Wissen Sie, der Stoff, aus dem die Liebe gemacht ist, das sind Affekte. Rein psychologisch gesehen sind Affekte per se flüchtig. Wie kann man auf Affekten eine Ehe aufbauen? Ich kann ja auch kein Haus auf Seifenschaum errichten. Diese etwas naive Haltung geht gegen jede Historizität, denn das Gefühlskonzept der Liebesehe ist blutjung. Bis zur Epoche der Romantik diente die Ehe der Erbfolge und der Versorgung. Es gibt Quellen, dass Ehepaare die Ehe zwar in Form des Beischlafs vollzogen haben, dieser galt sogar als Beweis für die Gültigkeit der Ehe, dass sie sich aber nicht geküsst haben. Man stelle sich das vor: eine Ehe ohne Küssen! Bedenken Sie, lieber Herr Hegmann, was allein das Küssen heutzutage für eine Bedeutung hat, wie viele Probleme es in Beziehungen gibt, weil die Freude an leidenschaftlichen Küssen mit der Zeit nachlässt. Das ist eine Sache, die von Beziehungen erwartet wird: heiße Küsse bis ins Rentenalter.

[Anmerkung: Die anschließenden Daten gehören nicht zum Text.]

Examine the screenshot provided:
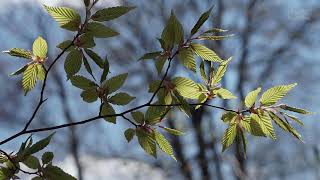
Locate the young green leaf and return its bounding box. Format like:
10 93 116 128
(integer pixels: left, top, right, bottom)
131 111 144 124
154 131 177 161
139 51 162 60
81 88 98 103
82 56 96 80
160 126 184 136
100 57 110 83
268 111 302 141
85 49 104 69
221 112 238 123
25 134 54 156
10 64 29 76
251 112 276 140
191 43 223 62
250 114 266 137
283 113 304 126
64 50 83 79
161 11 184 49
103 73 128 94
23 156 40 169
44 5 81 31
43 164 76 180
22 64 38 94
178 48 197 72
41 152 54 164
101 103 117 124
200 61 208 84
238 128 248 157
32 36 48 59
57 40 74 51
75 33 96 48
83 0 91 7
36 64 46 81
155 56 167 74
3 48 32 59
280 104 310 114
91 6 135 22
260 83 297 106
212 88 237 99
171 77 202 99
136 128 157 158
70 75 98 90
109 93 135 106
244 87 261 108
268 111 289 132
173 91 191 117
240 116 252 134
191 7 213 35
145 106 166 125
85 22 119 38
211 57 232 86
124 128 136 142
221 124 237 152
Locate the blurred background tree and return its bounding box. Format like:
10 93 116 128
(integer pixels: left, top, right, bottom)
0 0 320 180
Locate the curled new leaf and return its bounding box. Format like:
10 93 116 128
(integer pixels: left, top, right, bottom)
103 73 128 94
191 43 222 62
124 128 136 142
139 51 161 60
3 48 32 59
70 75 98 90
260 83 297 106
91 6 135 22
178 48 197 72
244 87 261 108
221 124 237 151
85 49 104 68
161 12 183 49
44 5 81 31
211 57 232 86
131 111 144 124
22 64 38 94
32 37 48 59
160 126 184 136
191 7 213 35
154 131 176 160
280 104 310 114
136 128 157 158
85 22 119 38
171 77 202 99
101 103 117 124
212 88 237 99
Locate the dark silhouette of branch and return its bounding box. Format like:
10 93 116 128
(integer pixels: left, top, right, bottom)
52 70 83 180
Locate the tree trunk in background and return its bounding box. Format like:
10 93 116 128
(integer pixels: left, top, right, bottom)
52 70 83 180
168 118 192 180
192 106 211 180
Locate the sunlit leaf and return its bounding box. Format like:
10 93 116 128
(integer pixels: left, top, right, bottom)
91 6 135 22
244 87 261 108
260 83 297 106
191 43 223 62
32 37 48 58
86 22 119 38
178 48 197 72
44 5 81 31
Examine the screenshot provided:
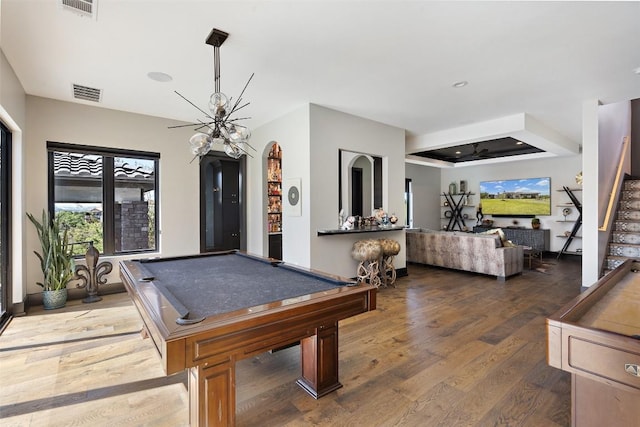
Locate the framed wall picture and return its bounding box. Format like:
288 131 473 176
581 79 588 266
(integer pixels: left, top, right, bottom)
284 178 302 216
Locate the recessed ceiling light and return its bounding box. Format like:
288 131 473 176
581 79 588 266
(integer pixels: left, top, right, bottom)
147 71 173 83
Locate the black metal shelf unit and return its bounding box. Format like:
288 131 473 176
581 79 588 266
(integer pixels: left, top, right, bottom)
557 187 582 259
442 192 473 231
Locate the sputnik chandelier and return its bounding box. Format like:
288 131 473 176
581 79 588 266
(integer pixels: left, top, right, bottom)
170 28 255 162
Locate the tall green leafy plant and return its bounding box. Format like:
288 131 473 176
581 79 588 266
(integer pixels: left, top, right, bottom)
27 209 75 291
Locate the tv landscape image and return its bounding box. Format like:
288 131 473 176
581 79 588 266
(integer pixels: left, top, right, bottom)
480 178 551 217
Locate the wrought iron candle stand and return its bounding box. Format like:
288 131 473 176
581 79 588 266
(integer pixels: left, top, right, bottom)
76 242 113 302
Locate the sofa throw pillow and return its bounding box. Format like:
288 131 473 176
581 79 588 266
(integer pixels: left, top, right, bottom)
478 228 517 248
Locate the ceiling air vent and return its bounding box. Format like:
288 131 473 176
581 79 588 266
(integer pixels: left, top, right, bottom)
73 84 102 102
58 0 98 19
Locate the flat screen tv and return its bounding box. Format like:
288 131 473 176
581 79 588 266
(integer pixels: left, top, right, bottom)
480 178 551 218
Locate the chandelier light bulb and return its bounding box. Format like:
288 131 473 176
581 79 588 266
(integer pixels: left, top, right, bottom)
224 143 244 159
189 132 213 156
209 92 229 117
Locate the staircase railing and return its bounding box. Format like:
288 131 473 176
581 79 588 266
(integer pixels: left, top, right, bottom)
598 136 631 231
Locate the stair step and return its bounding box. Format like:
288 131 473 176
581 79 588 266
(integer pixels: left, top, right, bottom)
608 243 640 258
620 189 640 200
623 179 640 190
604 255 629 270
613 219 640 232
618 199 640 210
611 231 640 245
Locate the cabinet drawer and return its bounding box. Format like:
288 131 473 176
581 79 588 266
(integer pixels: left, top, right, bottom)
568 336 640 390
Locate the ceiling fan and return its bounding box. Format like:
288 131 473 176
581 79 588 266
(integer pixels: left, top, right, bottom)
462 142 489 159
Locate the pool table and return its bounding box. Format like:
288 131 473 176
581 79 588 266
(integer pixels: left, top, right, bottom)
120 251 376 426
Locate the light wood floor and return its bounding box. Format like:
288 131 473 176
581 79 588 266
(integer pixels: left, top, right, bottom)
0 257 580 427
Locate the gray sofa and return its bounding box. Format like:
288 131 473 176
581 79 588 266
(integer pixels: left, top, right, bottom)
406 229 524 281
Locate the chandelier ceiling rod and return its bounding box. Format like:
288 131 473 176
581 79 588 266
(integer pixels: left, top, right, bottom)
206 28 229 93
169 28 256 161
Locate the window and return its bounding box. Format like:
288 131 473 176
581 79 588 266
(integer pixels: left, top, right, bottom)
47 142 160 255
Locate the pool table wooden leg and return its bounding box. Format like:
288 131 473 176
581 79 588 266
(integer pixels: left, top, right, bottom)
189 358 236 427
297 322 342 399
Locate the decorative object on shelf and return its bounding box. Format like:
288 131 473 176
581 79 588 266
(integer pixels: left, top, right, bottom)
169 28 255 162
27 209 75 310
76 241 113 303
373 209 387 225
531 218 540 230
341 216 356 230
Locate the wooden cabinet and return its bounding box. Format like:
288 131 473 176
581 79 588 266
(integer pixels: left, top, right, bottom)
473 226 551 251
547 260 640 427
267 143 282 259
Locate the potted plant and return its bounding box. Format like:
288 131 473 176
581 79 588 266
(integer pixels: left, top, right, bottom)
531 217 540 230
27 209 75 310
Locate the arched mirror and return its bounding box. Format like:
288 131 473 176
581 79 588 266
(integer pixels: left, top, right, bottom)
338 150 383 216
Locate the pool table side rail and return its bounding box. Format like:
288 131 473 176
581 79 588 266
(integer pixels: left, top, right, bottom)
120 261 376 375
546 260 640 393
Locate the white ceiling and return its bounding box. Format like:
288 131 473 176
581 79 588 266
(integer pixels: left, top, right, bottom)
0 0 640 165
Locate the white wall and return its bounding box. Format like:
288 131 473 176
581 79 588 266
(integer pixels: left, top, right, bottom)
24 96 200 293
0 51 27 303
405 163 442 230
247 105 312 267
308 104 406 277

Für mich steckt das Beziehungsmodell mit der Formel „Wenn die Liebe und die Leidenschaft wirklich groß sind, bleiben sie für alle Ewigkeiten, und man kann mit jedem Recht der Welt auf eine stabile Ehe vertrauen, sonst ist die Liebe beziehungsweise die Leidenschaft eben nicht richtig, und neue Liebe und neue Leidenschaft müssen her“, entweder noch in den Kinderschuhen und wird sich mit der Zeit bewähren – was ich stark bezweifle. Oder das Modell taugt gar nicht.